### Sensitivity Analysis and Probabilistic Estimation of Reservoir Emissions with Re-Emission

**Author**: 
Tomasz Janus,
University of Manchester,
01/07/2025

#### NOTE:
- Requires **SALib** library - Python implementations of commonly used sensitivity analysis methods, including Sobol, Morris, and FAST methods - see: https://app.readthedocs.org/projects/salib/downloads/pdf/stable/

#### QUICK DESCRIPTION:

In this example, we leverage Re-Emission's capability to dynamically alter its configuration parameters, such as emission model regression coefficients, pre-impoundment emissions or nutrient exports to perform sensitivity analysis and Monte-Carlo simulations of reservoir emissions under parametric uncertainties. The analysis is performed using Python's **SALib** package. ReEmission's `salib` module contains interfaces to **SALib** methods and functions allowing seamless integration with **SALib** enabling global sensitivity analysis to parametric uncertainties as well as input uncertainties.

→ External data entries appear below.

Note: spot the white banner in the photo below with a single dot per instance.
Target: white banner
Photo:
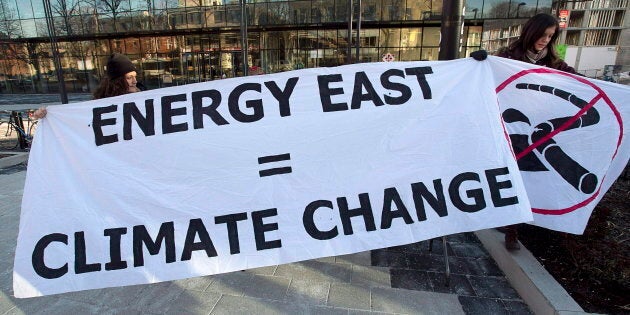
(255, 171)
(570, 136)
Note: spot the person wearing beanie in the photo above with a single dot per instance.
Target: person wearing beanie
(120, 79)
(536, 45)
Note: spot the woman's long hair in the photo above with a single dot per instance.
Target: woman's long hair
(111, 87)
(533, 30)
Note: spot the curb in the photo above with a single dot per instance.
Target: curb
(540, 291)
(14, 158)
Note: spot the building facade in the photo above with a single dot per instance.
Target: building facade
(177, 42)
(595, 37)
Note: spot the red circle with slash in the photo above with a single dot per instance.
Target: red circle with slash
(601, 95)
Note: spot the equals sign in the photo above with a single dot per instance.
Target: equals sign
(275, 170)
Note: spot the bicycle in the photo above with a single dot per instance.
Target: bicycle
(13, 134)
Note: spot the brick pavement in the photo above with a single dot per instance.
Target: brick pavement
(399, 280)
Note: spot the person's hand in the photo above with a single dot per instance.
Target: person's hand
(40, 113)
(479, 55)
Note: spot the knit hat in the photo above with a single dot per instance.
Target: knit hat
(119, 65)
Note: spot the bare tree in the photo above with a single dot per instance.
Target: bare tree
(68, 10)
(111, 7)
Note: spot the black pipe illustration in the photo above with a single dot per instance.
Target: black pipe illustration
(570, 170)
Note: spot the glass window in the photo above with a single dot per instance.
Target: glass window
(389, 37)
(431, 37)
(411, 37)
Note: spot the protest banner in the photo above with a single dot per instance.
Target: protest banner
(570, 137)
(248, 172)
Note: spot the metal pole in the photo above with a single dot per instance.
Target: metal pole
(55, 50)
(349, 50)
(358, 42)
(244, 44)
(452, 22)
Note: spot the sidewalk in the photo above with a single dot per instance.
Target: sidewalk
(400, 280)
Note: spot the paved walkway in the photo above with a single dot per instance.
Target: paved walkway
(400, 280)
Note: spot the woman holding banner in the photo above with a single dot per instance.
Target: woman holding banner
(535, 45)
(120, 79)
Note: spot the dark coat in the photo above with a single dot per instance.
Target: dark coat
(517, 54)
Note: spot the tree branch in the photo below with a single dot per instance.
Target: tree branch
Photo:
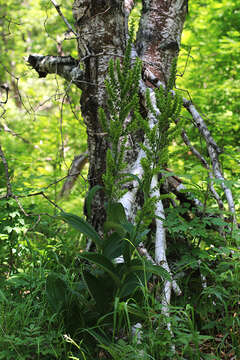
(64, 66)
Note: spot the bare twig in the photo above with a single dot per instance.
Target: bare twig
(57, 7)
(7, 176)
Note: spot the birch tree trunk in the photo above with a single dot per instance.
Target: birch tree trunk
(101, 30)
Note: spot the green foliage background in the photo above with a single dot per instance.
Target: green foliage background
(45, 114)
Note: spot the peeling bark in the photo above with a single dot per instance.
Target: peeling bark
(101, 34)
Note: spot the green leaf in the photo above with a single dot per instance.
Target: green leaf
(103, 262)
(83, 226)
(90, 197)
(99, 289)
(57, 291)
(112, 246)
(116, 213)
(110, 225)
(131, 283)
(149, 268)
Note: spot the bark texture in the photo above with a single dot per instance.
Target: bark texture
(101, 34)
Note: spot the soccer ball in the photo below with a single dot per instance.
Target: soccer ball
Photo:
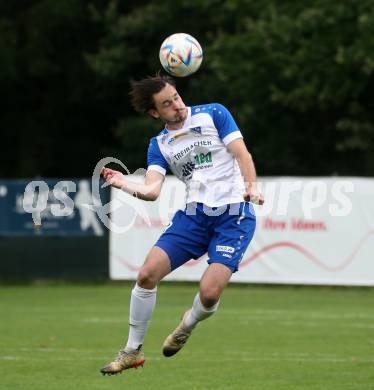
(181, 55)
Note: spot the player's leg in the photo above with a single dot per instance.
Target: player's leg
(205, 304)
(232, 235)
(142, 303)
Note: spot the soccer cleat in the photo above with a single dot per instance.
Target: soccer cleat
(176, 340)
(124, 361)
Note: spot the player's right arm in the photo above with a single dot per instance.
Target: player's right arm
(149, 190)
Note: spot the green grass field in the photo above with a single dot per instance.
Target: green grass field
(58, 337)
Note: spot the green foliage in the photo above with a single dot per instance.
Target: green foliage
(298, 77)
(261, 338)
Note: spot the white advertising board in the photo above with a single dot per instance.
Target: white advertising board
(309, 231)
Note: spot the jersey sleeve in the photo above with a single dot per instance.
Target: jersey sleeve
(156, 161)
(227, 128)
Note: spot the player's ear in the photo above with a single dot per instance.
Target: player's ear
(153, 113)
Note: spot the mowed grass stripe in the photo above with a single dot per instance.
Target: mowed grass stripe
(57, 337)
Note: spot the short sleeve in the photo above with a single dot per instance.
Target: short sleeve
(156, 161)
(224, 122)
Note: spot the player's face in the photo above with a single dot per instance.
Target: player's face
(169, 107)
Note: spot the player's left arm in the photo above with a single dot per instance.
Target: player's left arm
(247, 168)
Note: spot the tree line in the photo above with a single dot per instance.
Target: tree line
(298, 77)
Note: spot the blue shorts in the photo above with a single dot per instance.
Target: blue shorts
(224, 232)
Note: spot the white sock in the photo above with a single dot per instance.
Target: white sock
(142, 303)
(198, 313)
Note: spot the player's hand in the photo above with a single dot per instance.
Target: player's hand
(114, 178)
(254, 197)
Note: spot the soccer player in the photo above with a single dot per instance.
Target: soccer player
(202, 146)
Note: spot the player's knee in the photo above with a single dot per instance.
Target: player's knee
(147, 278)
(209, 296)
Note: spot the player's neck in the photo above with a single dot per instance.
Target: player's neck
(174, 125)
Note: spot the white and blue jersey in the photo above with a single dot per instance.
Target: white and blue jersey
(198, 156)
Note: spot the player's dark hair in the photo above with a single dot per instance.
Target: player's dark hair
(142, 91)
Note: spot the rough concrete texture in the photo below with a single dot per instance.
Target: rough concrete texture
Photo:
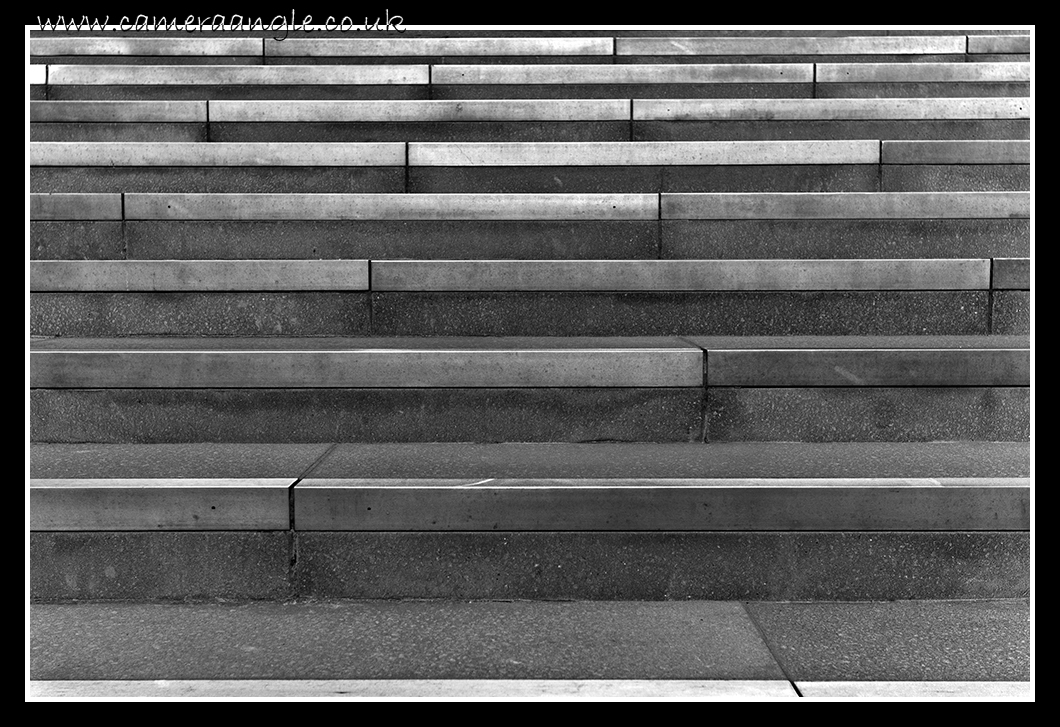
(456, 91)
(401, 640)
(199, 314)
(473, 130)
(219, 179)
(956, 178)
(76, 241)
(142, 131)
(664, 566)
(618, 179)
(846, 128)
(913, 640)
(163, 461)
(147, 566)
(617, 460)
(142, 415)
(923, 90)
(658, 314)
(250, 92)
(844, 238)
(863, 414)
(1010, 312)
(380, 240)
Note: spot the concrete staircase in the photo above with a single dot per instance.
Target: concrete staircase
(606, 316)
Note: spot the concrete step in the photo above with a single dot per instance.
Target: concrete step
(516, 298)
(519, 389)
(183, 83)
(761, 119)
(911, 556)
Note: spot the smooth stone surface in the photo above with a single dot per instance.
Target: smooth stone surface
(400, 640)
(404, 207)
(102, 461)
(844, 238)
(371, 366)
(394, 111)
(445, 240)
(842, 128)
(131, 154)
(422, 130)
(972, 640)
(722, 460)
(654, 73)
(922, 366)
(155, 131)
(661, 504)
(628, 179)
(82, 207)
(1010, 312)
(664, 566)
(802, 109)
(648, 89)
(873, 73)
(158, 566)
(118, 111)
(1011, 273)
(476, 689)
(159, 504)
(232, 75)
(76, 241)
(219, 179)
(810, 46)
(657, 314)
(999, 43)
(955, 178)
(163, 415)
(847, 206)
(385, 47)
(189, 276)
(199, 314)
(620, 154)
(868, 414)
(134, 46)
(652, 275)
(956, 152)
(917, 690)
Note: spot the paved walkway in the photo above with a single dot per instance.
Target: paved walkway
(527, 650)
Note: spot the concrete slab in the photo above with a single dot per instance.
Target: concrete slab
(200, 314)
(802, 109)
(131, 154)
(1010, 273)
(849, 238)
(651, 73)
(719, 313)
(194, 415)
(188, 276)
(868, 414)
(399, 641)
(810, 566)
(477, 689)
(394, 111)
(151, 566)
(847, 206)
(50, 207)
(159, 504)
(976, 640)
(152, 461)
(236, 75)
(118, 111)
(434, 207)
(475, 462)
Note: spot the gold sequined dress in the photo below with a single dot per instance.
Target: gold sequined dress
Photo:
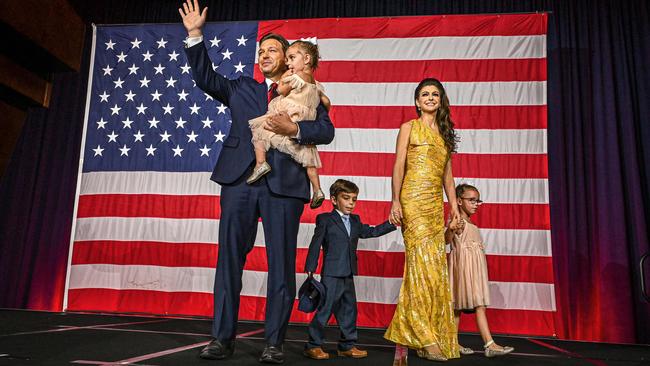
(424, 315)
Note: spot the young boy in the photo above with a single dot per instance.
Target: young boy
(338, 233)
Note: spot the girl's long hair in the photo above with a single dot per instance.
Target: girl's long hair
(443, 116)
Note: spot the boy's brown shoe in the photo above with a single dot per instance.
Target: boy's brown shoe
(354, 352)
(316, 353)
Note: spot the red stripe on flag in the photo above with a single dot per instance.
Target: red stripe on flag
(409, 27)
(504, 268)
(148, 205)
(510, 321)
(509, 166)
(490, 215)
(464, 117)
(253, 308)
(445, 70)
(370, 263)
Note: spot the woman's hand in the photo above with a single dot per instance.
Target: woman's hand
(395, 216)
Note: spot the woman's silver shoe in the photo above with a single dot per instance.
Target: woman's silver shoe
(258, 173)
(489, 352)
(422, 353)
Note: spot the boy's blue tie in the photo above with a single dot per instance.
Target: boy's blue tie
(346, 222)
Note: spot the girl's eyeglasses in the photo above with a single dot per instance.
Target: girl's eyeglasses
(473, 201)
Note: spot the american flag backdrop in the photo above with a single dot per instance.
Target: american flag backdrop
(146, 220)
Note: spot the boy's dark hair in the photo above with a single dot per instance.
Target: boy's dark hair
(310, 49)
(343, 186)
(283, 41)
(462, 188)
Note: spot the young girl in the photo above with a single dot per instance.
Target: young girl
(468, 275)
(299, 96)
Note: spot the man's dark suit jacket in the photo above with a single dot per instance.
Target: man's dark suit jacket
(339, 249)
(247, 99)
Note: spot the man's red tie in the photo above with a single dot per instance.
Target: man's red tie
(272, 92)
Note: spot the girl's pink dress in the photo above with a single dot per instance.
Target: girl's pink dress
(300, 104)
(468, 275)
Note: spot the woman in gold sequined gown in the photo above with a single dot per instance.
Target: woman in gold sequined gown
(424, 317)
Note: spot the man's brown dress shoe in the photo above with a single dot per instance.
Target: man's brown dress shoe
(354, 352)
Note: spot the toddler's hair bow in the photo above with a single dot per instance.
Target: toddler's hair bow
(311, 40)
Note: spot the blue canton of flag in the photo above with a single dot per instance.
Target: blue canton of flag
(145, 111)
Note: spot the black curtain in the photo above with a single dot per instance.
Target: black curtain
(598, 93)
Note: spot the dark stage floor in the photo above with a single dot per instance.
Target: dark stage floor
(43, 338)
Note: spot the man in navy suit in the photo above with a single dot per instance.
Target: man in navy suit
(278, 198)
(338, 233)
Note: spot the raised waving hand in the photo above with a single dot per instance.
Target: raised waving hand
(193, 17)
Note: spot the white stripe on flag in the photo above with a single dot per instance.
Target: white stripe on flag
(171, 183)
(432, 48)
(376, 140)
(459, 93)
(498, 241)
(504, 295)
(493, 190)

This notebook performs a simple analysis to briefly demonstrate the capability of ReEmission's `salib` module. For simplicity, it is restricted to testing model sensitivity to parametric uncertainties stemming from emission regression equations only. Sensitivity to other parametric uncertainties and to input uncertainties have not been investigated here.

In [None]:
# Notebook imports
import pathlib
import importlib
import pickle
from functools import partial
%matplotlib inline
import matplotlib.pyplot as plt
from rich import print as rprint
from reemission.salib.runners import SALibProblem, SobolAnalyser
from reemission.salib.wrappers import TestModelSALibWrapper, ReEmissionSALibWrapper
from reemission.salib.visualize import SobolResultVisualizer, SobolScenarioResultsVisualizer
from reemission.salib.specloaders import (
    ReEmissionSALibSpecLoader,
    TestModelSALibSpecLoader,
    set_unit_input_distribution_using_rel_diffrence)
from reemission.input import Inputs
from reemission.salib.runners import SobolResults, SobolScenarioResults

# Constants
REL_DIFF = 0.1

### 1. Testing global sensitivity with SAliB and Sobol indices on a test model

In [None]:
test_salib_spec = TestModelSALibSpecLoader(pathlib.Path("params_test.yaml"))
test_model_variables = test_salib_spec.list_of_variables
test_salib_problem = SALibProblem.from_variables(test_model_variables)
test_model = TestModelSALibWrapper.from_variables(test_model_variables)
rprint("SALib problem:")
rprint(test_salib_problem)
analyser = SobolAnalyser(
    problem = test_salib_problem,
    variables = test_model_variables,
    model = test_model,
    num_samples = 1024
)
results = analyser.run_sobol()

scenarios = {
    'Scenario 1': {
        'cont1': 2,
        'cont2': 1
    },
    'Scenario 2': {
        'cont1': 3,
        'cont2': 2
    },
    'Scenario 3': {
        'cont1': 3,
        'b': 0.4
    },    
}
results_sc = analyser.run_sobol_scenarios(scenarios)

# Save results
with open(pathlib.Path('../outputs_and_intermediate/test_sobol.pkl'), 'wb') as handle:
    pickle.dump([results, results_sc], handle, protocol=pickle.HIGHEST_PROTOCOL)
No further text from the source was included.